Der Zusammenhang zwischen beiden Formen der Integration, der Systemintegration und der Sozialintegration durch Nationalbewegungen und Nationalismus, soll im Folgenden dargestellt werden. Die ersten beiden Kapitel umreißen die beiden nationalen Funktionsweisen von Identität und Integration. Was ist nationale Identität? Wie geschieht nationale Integration? Das dritte Kapitel untersucht die zeitliche Entstehung der Nationalbewegungen. Wann entstand der moderne Nationalismus? Das vierte Kapitel wendet sich den sozialen Trägerschichten des Nationalismus zu. Wer war national? Wann wurden bestimmte soziale Gruppen national? Welches nationale Selbstverständnis brachten diese sozialen Gruppen mit sich? Wie änderte es sich? Die Nationalisierung der Massen, Gegenstand des fünften Kapitels, umfasste so unterschiedliche Bereiche wie die Wehrpflicht, den Gefallenenkult, Staatsbürgerschaft und das Wahlrecht. Die europäischen Nationalbewegungen änderten ihre Mobilisierungsformen im Laufe des 19. Jahrhunderts gründlich. Der Nationalismus trat jetzt typischerweise in Vereinen auf. Seine radikalste Form war der integrale Nationalismus, der seine Loyalität nur noch dem obersten Wert Nation zuordnete.

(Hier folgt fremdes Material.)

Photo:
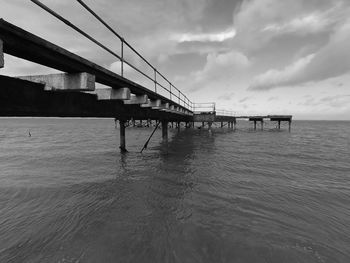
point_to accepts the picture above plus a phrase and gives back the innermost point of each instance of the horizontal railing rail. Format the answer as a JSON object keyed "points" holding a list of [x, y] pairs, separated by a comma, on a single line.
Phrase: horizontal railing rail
{"points": [[225, 113]]}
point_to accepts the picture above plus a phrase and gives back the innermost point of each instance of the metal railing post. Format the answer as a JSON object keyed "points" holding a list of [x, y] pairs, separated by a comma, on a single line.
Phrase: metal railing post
{"points": [[155, 79]]}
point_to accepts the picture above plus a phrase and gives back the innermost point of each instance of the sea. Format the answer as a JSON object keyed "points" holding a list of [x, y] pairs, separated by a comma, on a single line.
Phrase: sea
{"points": [[67, 194]]}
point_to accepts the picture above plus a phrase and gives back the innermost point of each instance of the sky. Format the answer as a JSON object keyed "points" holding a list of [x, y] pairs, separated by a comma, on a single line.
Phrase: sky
{"points": [[253, 57]]}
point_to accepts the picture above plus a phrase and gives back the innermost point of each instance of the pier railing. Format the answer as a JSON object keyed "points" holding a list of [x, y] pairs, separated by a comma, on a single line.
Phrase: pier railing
{"points": [[161, 83], [225, 113]]}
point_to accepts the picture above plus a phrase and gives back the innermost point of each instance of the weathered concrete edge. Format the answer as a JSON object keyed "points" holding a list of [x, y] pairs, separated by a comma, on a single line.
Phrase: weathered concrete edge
{"points": [[1, 54]]}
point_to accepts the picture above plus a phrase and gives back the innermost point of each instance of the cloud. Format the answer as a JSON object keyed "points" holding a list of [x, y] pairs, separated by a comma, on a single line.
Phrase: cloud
{"points": [[274, 78], [220, 67], [311, 23], [330, 61], [258, 22], [244, 99], [205, 37], [227, 96]]}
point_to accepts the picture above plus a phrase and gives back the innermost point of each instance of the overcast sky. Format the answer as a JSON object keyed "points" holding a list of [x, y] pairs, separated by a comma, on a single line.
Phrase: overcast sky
{"points": [[249, 56]]}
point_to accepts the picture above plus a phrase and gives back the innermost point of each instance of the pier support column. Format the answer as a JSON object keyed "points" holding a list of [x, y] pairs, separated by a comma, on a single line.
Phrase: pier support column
{"points": [[1, 55], [122, 136], [165, 131]]}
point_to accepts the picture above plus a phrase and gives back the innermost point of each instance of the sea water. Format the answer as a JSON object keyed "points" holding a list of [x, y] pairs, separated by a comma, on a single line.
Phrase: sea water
{"points": [[67, 194]]}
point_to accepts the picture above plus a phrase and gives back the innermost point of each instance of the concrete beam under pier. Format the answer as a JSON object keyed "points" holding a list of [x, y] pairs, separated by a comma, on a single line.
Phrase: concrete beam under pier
{"points": [[23, 44], [152, 103], [64, 81], [1, 54], [137, 99], [24, 98]]}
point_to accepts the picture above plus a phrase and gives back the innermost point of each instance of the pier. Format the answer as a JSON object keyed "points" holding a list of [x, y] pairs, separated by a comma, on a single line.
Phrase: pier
{"points": [[73, 92]]}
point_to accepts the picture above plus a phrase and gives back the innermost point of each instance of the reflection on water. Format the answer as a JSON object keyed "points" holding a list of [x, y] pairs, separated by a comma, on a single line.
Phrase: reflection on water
{"points": [[68, 195]]}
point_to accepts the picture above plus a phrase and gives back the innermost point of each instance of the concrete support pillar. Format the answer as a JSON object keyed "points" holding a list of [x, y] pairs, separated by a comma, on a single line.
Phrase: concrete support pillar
{"points": [[122, 136], [1, 55], [165, 131], [65, 81]]}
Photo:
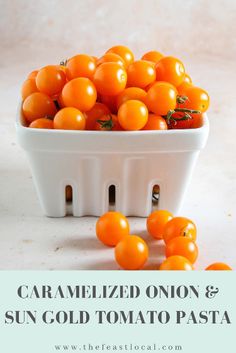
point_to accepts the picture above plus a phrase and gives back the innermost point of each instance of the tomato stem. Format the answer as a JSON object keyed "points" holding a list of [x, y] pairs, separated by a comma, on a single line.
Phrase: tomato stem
{"points": [[106, 124]]}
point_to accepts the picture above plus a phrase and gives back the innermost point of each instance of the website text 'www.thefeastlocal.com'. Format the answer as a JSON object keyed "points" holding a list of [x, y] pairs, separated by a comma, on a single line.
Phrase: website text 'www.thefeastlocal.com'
{"points": [[131, 347]]}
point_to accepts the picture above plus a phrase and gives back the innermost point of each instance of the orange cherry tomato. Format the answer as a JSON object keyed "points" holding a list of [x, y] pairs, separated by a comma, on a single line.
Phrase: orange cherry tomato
{"points": [[219, 266], [79, 93], [187, 78], [69, 119], [182, 246], [133, 115], [161, 97], [131, 93], [153, 56], [131, 253], [179, 227], [110, 102], [171, 70], [155, 122], [156, 222], [198, 99], [33, 74], [124, 52], [176, 263], [97, 111], [50, 80], [108, 122], [184, 87], [42, 123], [110, 79], [81, 65], [111, 228], [28, 87], [141, 73], [38, 105], [111, 57]]}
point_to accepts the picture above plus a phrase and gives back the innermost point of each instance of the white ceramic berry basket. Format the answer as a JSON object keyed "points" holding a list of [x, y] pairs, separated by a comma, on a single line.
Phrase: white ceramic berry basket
{"points": [[131, 162]]}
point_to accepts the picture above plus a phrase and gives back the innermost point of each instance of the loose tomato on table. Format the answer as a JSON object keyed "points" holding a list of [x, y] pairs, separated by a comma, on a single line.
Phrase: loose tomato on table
{"points": [[110, 78], [129, 94], [155, 122], [50, 80], [97, 111], [38, 105], [69, 119], [111, 228], [124, 52], [141, 73], [156, 222], [219, 266], [176, 263], [153, 56], [182, 246], [80, 65], [42, 123], [161, 97], [179, 227], [79, 93], [131, 253], [132, 115]]}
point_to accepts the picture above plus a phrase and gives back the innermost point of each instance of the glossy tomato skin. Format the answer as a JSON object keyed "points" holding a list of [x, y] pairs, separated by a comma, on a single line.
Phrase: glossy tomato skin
{"points": [[179, 227], [50, 80], [124, 52], [98, 110], [132, 115], [80, 65], [182, 246], [129, 94], [176, 121], [79, 93], [198, 99], [184, 87], [153, 56], [111, 57], [131, 253], [219, 266], [161, 97], [155, 122], [170, 69], [110, 79], [176, 263], [156, 222], [110, 102], [111, 228], [42, 123], [28, 87], [38, 105], [69, 119], [141, 73]]}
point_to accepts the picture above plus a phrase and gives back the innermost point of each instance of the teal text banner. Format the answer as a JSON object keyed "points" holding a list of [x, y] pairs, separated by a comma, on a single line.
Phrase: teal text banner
{"points": [[117, 311]]}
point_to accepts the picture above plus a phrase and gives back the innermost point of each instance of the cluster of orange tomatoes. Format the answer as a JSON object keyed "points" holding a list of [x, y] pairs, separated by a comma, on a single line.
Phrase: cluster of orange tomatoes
{"points": [[131, 251], [113, 92]]}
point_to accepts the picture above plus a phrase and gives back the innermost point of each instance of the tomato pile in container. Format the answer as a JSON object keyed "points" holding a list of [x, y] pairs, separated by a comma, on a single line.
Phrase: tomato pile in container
{"points": [[131, 252], [114, 92], [114, 123]]}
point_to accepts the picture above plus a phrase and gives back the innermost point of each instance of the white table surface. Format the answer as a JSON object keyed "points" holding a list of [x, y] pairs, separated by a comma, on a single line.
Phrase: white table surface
{"points": [[28, 240]]}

Abschließend werden die Geschichtsbilder und Mythen der Nationalbewegungen analysiert, wobei neben dem neuen Genre der Nationalgeschichten die Bedeutung von Religion für die Nation zentral war. Der Auserwählungsgedanke und der nationale Messianismus artikulierten zwei Formen der religiösen Aufladung des Nationalismus.